More Fields Worth Knowing
While you only need five, here are additional fields that show just how broad chemistry is:
- Environmental Chemistry — Studies how chemicals interact with the environment. You explored this in Requirement 5 when you learned about biodegradable plastics and green chemistry.
- Nuclear Chemistry — Studies radioactive elements and nuclear reactions. Powers nuclear energy plants and medical imaging (PET scans, radiation therapy).
- Polymer Chemistry — Studies large molecules made of repeating units. Every plastic item you own is a polymer. Nylon synthesis (Requirement 4d) is polymer chemistry.
- Food Chemistry — Studies the chemical composition and properties of food. The red cabbage indicator (Requirement 3b) is food chemistry in action.

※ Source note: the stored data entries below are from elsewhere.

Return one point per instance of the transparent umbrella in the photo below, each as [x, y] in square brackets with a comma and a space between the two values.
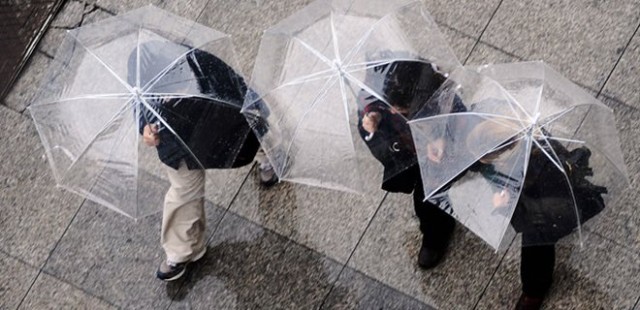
[114, 77]
[533, 153]
[317, 70]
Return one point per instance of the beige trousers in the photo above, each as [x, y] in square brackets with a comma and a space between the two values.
[183, 217]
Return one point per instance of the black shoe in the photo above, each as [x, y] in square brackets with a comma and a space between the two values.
[169, 271]
[529, 303]
[268, 176]
[430, 257]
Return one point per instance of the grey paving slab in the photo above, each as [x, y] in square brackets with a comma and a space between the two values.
[69, 16]
[468, 16]
[50, 41]
[14, 281]
[602, 275]
[96, 13]
[245, 21]
[486, 54]
[33, 212]
[327, 221]
[114, 258]
[460, 43]
[51, 293]
[190, 9]
[624, 83]
[119, 6]
[581, 39]
[354, 290]
[620, 221]
[23, 90]
[248, 267]
[389, 249]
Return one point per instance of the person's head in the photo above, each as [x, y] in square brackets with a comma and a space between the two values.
[500, 134]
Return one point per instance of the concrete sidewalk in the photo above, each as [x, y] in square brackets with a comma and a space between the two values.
[295, 247]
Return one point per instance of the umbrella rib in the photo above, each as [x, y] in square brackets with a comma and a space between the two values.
[290, 84]
[314, 52]
[375, 63]
[566, 176]
[160, 74]
[362, 40]
[184, 95]
[372, 92]
[310, 77]
[334, 38]
[167, 126]
[325, 89]
[92, 140]
[561, 114]
[125, 84]
[345, 105]
[101, 96]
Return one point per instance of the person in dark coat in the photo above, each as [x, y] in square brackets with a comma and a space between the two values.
[191, 134]
[406, 86]
[545, 209]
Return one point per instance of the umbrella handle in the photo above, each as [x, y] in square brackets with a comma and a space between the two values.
[369, 137]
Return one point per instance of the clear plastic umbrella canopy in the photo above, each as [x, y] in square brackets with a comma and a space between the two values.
[110, 79]
[533, 154]
[316, 70]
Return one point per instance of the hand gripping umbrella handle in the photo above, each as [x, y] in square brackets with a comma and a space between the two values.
[369, 137]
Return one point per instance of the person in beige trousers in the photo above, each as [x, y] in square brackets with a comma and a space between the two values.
[190, 134]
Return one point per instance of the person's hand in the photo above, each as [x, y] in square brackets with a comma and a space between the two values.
[370, 121]
[435, 150]
[150, 135]
[501, 199]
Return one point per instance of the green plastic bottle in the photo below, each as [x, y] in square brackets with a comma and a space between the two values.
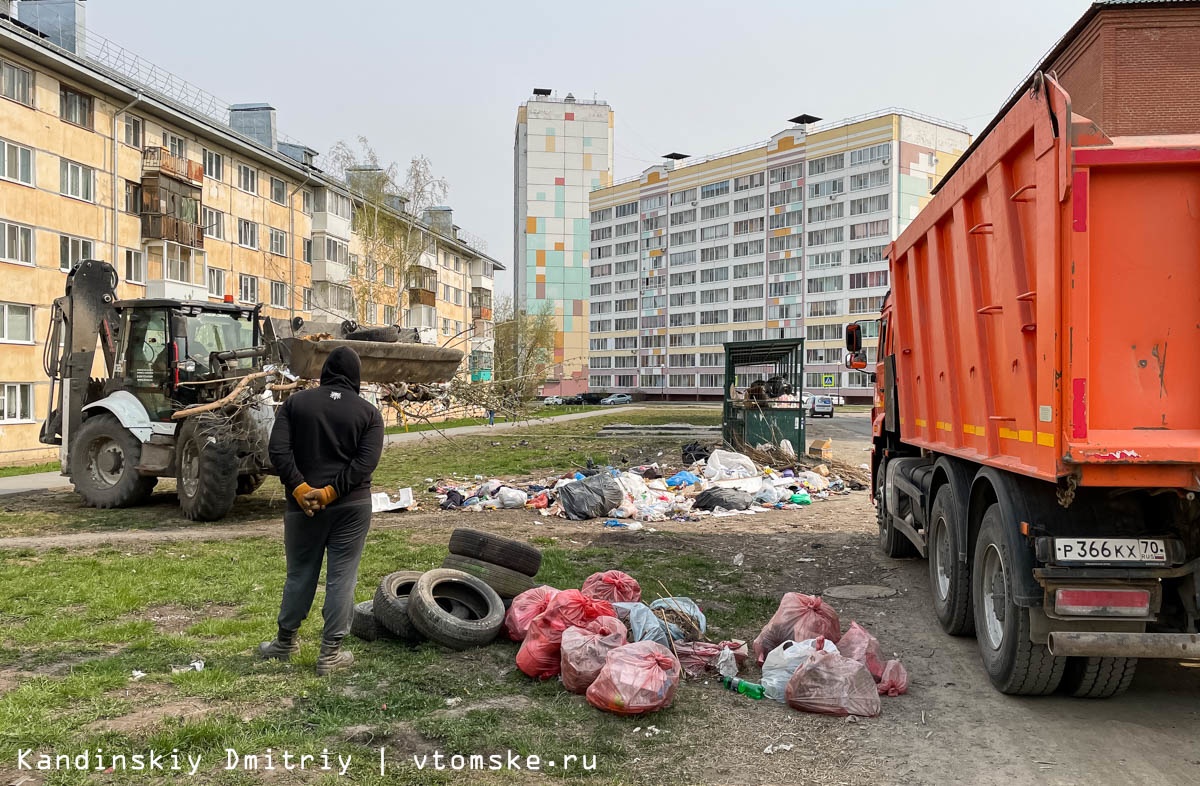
[754, 690]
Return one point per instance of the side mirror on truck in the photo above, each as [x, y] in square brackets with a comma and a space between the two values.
[853, 337]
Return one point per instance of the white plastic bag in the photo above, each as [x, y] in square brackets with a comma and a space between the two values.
[783, 661]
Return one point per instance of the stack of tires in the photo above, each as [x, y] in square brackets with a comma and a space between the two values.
[460, 605]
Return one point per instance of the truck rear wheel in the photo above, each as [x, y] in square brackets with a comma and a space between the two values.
[1014, 664]
[207, 472]
[103, 465]
[1098, 677]
[949, 579]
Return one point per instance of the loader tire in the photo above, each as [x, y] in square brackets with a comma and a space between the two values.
[499, 551]
[431, 617]
[207, 472]
[103, 465]
[507, 583]
[1098, 677]
[391, 604]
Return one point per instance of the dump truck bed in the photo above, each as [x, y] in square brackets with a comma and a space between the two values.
[1047, 300]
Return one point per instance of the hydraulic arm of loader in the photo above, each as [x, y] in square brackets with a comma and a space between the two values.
[84, 316]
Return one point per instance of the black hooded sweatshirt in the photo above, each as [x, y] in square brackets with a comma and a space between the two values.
[329, 436]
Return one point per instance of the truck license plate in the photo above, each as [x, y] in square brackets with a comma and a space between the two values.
[1110, 550]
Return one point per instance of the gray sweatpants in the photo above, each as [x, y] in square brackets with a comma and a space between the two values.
[340, 532]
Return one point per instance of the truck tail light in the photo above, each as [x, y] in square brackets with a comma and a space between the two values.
[1102, 603]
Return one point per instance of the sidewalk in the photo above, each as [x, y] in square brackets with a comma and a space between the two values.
[53, 480]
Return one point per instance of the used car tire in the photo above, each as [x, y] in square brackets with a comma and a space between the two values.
[507, 583]
[391, 604]
[485, 617]
[499, 551]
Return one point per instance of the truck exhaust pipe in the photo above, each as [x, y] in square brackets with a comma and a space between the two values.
[1089, 645]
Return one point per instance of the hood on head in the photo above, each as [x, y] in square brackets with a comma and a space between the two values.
[343, 369]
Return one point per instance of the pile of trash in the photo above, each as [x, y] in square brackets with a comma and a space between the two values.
[718, 483]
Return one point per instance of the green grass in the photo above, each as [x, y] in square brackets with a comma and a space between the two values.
[76, 627]
[29, 469]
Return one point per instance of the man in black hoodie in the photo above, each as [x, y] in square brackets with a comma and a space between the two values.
[325, 445]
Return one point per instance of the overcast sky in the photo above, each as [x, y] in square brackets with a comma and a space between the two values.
[444, 79]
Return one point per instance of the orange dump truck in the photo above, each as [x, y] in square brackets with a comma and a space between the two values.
[1037, 411]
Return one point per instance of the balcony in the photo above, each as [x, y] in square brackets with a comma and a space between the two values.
[160, 160]
[157, 227]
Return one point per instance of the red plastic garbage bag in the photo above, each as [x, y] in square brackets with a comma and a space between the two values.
[833, 685]
[613, 586]
[858, 645]
[895, 679]
[585, 651]
[525, 610]
[540, 652]
[636, 678]
[798, 617]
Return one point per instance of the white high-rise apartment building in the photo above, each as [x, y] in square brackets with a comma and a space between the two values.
[779, 240]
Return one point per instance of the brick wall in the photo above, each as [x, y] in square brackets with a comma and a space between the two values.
[1135, 71]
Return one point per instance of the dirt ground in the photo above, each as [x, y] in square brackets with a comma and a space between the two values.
[951, 727]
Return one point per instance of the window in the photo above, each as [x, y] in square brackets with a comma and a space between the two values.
[247, 178]
[826, 213]
[135, 267]
[749, 181]
[627, 209]
[17, 402]
[16, 162]
[748, 203]
[75, 107]
[17, 323]
[279, 243]
[247, 288]
[867, 255]
[865, 305]
[748, 226]
[175, 145]
[869, 204]
[748, 249]
[826, 189]
[786, 243]
[77, 180]
[214, 165]
[132, 131]
[216, 282]
[869, 229]
[786, 197]
[784, 174]
[683, 197]
[214, 223]
[870, 179]
[17, 83]
[247, 233]
[683, 216]
[825, 237]
[16, 243]
[714, 190]
[72, 251]
[865, 280]
[784, 288]
[825, 283]
[868, 155]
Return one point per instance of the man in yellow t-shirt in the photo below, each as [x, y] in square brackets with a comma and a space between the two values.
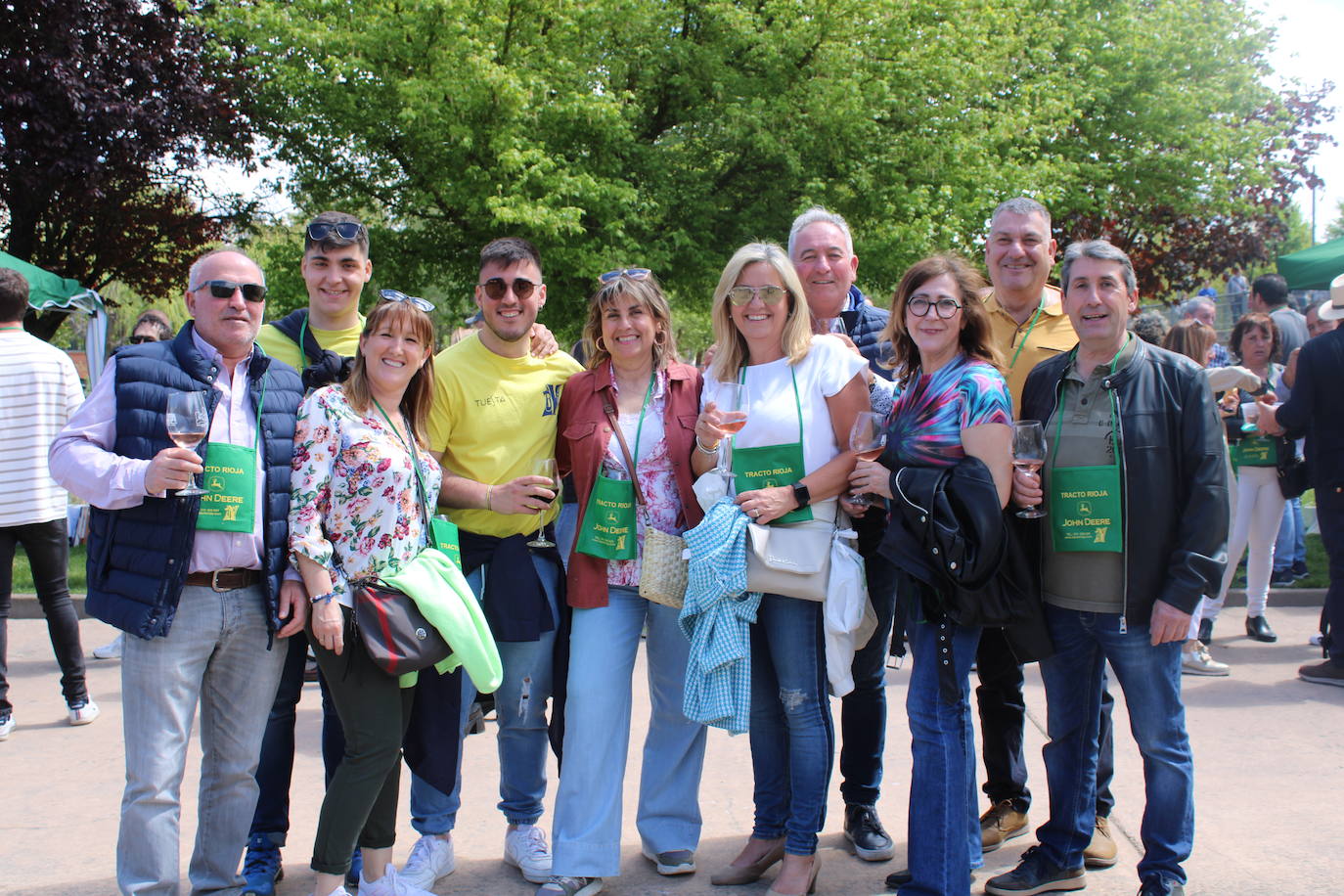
[335, 269]
[492, 420]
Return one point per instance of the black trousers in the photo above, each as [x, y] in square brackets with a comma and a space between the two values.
[49, 555]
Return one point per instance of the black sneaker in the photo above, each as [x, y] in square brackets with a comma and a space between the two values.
[865, 830]
[1037, 874]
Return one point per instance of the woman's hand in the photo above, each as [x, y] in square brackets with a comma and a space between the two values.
[1026, 488]
[764, 506]
[870, 477]
[330, 626]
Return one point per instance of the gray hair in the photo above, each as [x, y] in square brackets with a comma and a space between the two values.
[819, 215]
[1191, 306]
[1020, 205]
[194, 274]
[1102, 251]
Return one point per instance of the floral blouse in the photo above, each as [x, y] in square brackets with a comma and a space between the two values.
[354, 504]
[657, 481]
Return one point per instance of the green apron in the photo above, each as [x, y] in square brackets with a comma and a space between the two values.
[1085, 501]
[442, 532]
[772, 465]
[609, 527]
[1256, 450]
[230, 499]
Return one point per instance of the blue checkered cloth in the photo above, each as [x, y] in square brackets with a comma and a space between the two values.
[715, 617]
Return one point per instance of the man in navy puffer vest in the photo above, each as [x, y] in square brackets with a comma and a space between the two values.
[202, 582]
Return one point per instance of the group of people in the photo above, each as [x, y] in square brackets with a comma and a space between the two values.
[334, 441]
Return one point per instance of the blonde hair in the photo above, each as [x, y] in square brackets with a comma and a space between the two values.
[420, 391]
[648, 293]
[730, 345]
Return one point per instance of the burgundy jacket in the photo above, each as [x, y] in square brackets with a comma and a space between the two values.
[584, 435]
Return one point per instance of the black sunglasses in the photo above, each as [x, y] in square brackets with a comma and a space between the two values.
[345, 230]
[397, 295]
[633, 273]
[226, 288]
[496, 288]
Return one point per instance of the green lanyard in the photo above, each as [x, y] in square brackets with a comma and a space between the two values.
[1027, 335]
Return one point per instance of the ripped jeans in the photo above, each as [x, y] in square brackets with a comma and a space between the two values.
[791, 734]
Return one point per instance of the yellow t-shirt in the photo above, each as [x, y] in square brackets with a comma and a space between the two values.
[492, 418]
[1053, 335]
[343, 341]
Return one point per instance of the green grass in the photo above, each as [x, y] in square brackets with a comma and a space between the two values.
[23, 574]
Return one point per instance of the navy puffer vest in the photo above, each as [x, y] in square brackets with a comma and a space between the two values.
[139, 557]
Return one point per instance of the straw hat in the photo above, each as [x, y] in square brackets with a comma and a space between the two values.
[1333, 309]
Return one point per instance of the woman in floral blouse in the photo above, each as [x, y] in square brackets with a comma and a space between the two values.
[362, 481]
[653, 399]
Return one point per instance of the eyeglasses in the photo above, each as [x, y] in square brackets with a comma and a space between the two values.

- Forensic Chemistry — Applies chemical analysis to criminal investigations. Drug testing, DNA analysis, and trace evidence analysis all rely on forensic chemistry.
How the Fields Interact
Chemistry fields do not exist in isolation — they constantly overlap and depend on each other:
- Making a new medicine requires organic chemistry (designing the molecule), analytical chemistry (testing its purity), biochemistry (understanding how it interacts with the body), and physical chemistry (determining the best conditions for the reaction).
- Building a better battery combines inorganic chemistry (electrode materials), physical chemistry (energy storage and transfer), and analytical chemistry (measuring performance).
- Developing biodegradable plastic involves organic chemistry (designing the polymer), environmental chemistry (ensuring it breaks down safely), and biochemistry (using bacteria or enzymes in production).